NovaLSM
NovaLSM copied to clipboard
Nova-LSM is a component-based design of the LSM-tree using fast and high bandwidth networks such as RDMA.
NovaLSM
The cloud infrastructure motivates disaggregation of monolithic data stores into components that are assembled together based on an application's workload. This study investigates disaggregation of an LSM-tree key-value store into components that communicate using RDMA. These components separate storage from processing, enabling processing components to share storage bandwidth and space. The processing components scatter blocks of a file (SSTable) across an arbitrary number of storage components and balance load across them using power-of-d. They construct ranges dynamically at runtime to parallelize compaction and enhance performance. Each component has configuration knobs that control its scalability. The resulting component-based system, Nova-LSM, is elastic. It outperforms its monolithic counterparts, both LevelDB and RocksDB, by several orders of magnitude with workloads that exhibit a skewed pattern of access to data.
Platform
Linux. We have tested it on CloudLab R320 and R6220 instances.
Dependencies
NovaLSM requires RDMA packages, gflags, and fmt. You may install all of its required dependencies using
bash scripts/bootstrap/env/install-deps.sh
Build
cmake .
make -j4
YCSB client binding
https://github.com/HaoyuHuang/NovaLSM-YCSB-Client
Simulator to evaluate dynamic ranges
https://github.com/HaoyuHuang/NovaLSMSim
Setup on Cloudlab
Cloudlab profile: https://github.com/HaoyuHuang/NovaLSM/blob/master/scripts/bootstrap/cloud_lab_profile.py
- Setup SSH between cloudlab nodes.
bash scripts/bootstrap/env/setup-apt-ssh.sh $number_of_nodes
- Clone the YCSB client binding repo in your cloudlab node.
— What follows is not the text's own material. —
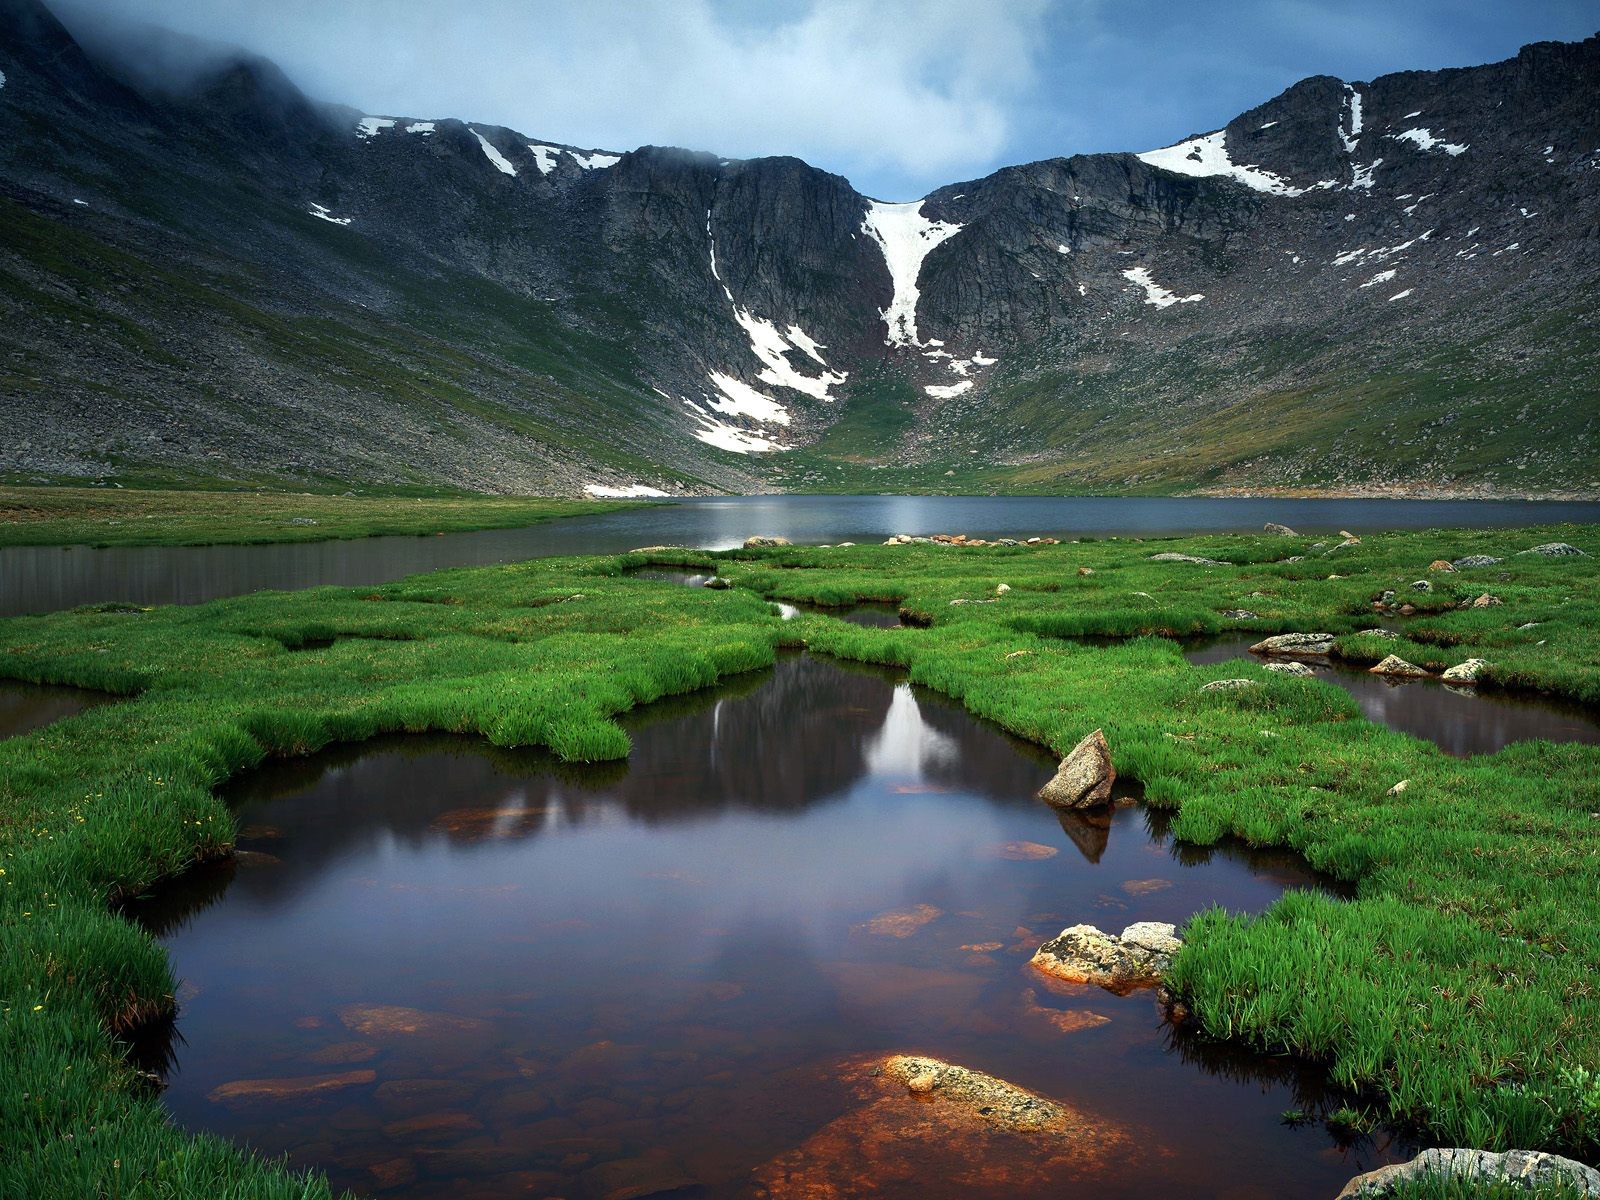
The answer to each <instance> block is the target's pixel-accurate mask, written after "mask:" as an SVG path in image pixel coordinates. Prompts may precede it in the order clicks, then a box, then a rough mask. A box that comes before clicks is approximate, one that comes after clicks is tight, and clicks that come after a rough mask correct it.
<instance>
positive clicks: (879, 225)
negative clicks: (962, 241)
mask: <svg viewBox="0 0 1600 1200" xmlns="http://www.w3.org/2000/svg"><path fill="white" fill-rule="evenodd" d="M922 205H923V202H922V200H912V202H909V203H902V205H891V203H885V202H883V200H872V202H870V203H869V205H867V216H866V219H864V221H862V222H861V232H862V234H866V235H867V237H870V238H872V240H874V242H877V243H878V250H882V251H883V262H885V264H886V266H888V269H890V280H891V282H893V285H894V293H893V296H891V298H890V306H888V307H886V309H883V310H882V315H883V320H885V323H886V325H888V338H885V339H883V341H885V344H886V346H918V347H920V346H931V344H933V342H922V341H918V338H917V301H918V299H920V296H922V293H918V290H917V277H918V275H922V264H923V259H926V258H928V254H930V253H931V251H933V248H934V246H938V245H939V243H941V242H947V240H950V238H952V237H955V235H957V234H960V232H962V226H958V224H955V222H954V221H930V219H928V218H925V216H923V214H922Z"/></svg>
- SSH to node-0 on cloudlab to install everything required for experiments. This takes around 15-20 minutes.
bash scripts/bootstrap/env/init.sh $number_of_nodes
Experiments
We conducted all of our experiments using cloudlab r6220 nodes. The experiment scripts are under "scripts/exp". You need to modify the directory in these scripts to point to your directory that stores the server binaries.